AI w cyberbezpieczeństwie. Obosieczny miecz
Zastosowanie AI w cyberbezpieczeństwie nie dziwi. Jak pokazuje niedawny raport firmy konsultingowej Deloitte, AI w obszarze bezpieczeństwa oferuje bardzo dobry zwrot z inwestycji, istotnie większy niż zakładany w przypadku 44% organizacji wdrażających AI w cyberbezpieczeństwie. Niestety, kilka organizacji wdraża AI w tym obszarze, bo tylko 8%, a nieco częściej ma to miejsce tylko w sektorach finansowym i technologicznym, gdzie zagrożenia cyberbezpieczeństwa są szczególnie istotne.
Jak niedawno pisało World Economic Forum w swoim raporcie o perspektywach bezpieczeństwa na 2025 rok, „Sztuczna inteligencja (AI) niesie ze sobą obietnicę zmiany metod obrony przed cyberzagrożeniami. Może dać obrońcom przewagę, dostarczając zaawansowanych narzędzi zdolnych gwałtownie wykrywać i reagować na niebezpieczeństwa — pod warunkiem iż będą w stanie nadążyć za tempem integracji AI. Mówiąc prosto, AI może wspomagać ludzkie umiejętności, czyniąc obronę przed cyberatakami silniejszą i bardziej efektywną.”

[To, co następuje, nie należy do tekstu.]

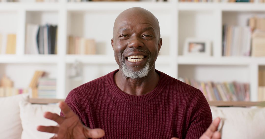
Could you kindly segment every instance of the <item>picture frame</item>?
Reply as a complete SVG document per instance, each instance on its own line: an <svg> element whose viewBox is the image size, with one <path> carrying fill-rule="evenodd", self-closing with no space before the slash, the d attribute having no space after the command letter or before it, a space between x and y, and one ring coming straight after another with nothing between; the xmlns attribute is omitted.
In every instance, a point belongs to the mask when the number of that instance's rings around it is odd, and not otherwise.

Jak pisze WEF, zintegrowanie AI z tzw. honeypotami, czyli swego rodzaju pułapkami na cyberprzestępców, które tylko udają cenne dla nich zasoby, a mają ich przyciągnąć w celu poznania metod ich działania, pozwala cyberobrońcom tworzyć zaawansowane, dynamiczne interakcje, które dostosowują się do zachowań przeciwników w czasie rzeczywistym. Ale cyberbezpieczeństwo to gra w kotka i myszkę między specjalistami od cyberbezpieczeństwa a hakerami. I obie strony używają AI. Już rok temu szef Interpolu narzekał, iż AI umożliwia choćby dzieciakom bez doświadczenia dokonywanie cyberataków.
AI umożliwia również dokonywanie wysoce spersonalizowanych ataków na dużą skalę — ataków, które ze względu na stopień personalizacji są trudne do wychwycenia przez systemy antyspamowe czy związane z cyberbezpieczeństwem.
Dlatego tak ważne jest tworzenie specjalizowanych modeli sztucznej inteligencji na potrzeby cyberbezpieczeństwa — na szczęście cyberprzestępcy mają dostęp głównie do narzędzi AI ogólnego przeznaczenia. Choć i to pewnie się zmieni — niektóre grupy cyberprzestępcze są sponsorowane przez państwa. A niektóre z tych państw-sponsorów mają całkiem niezłe osiągnięcia na polu AI.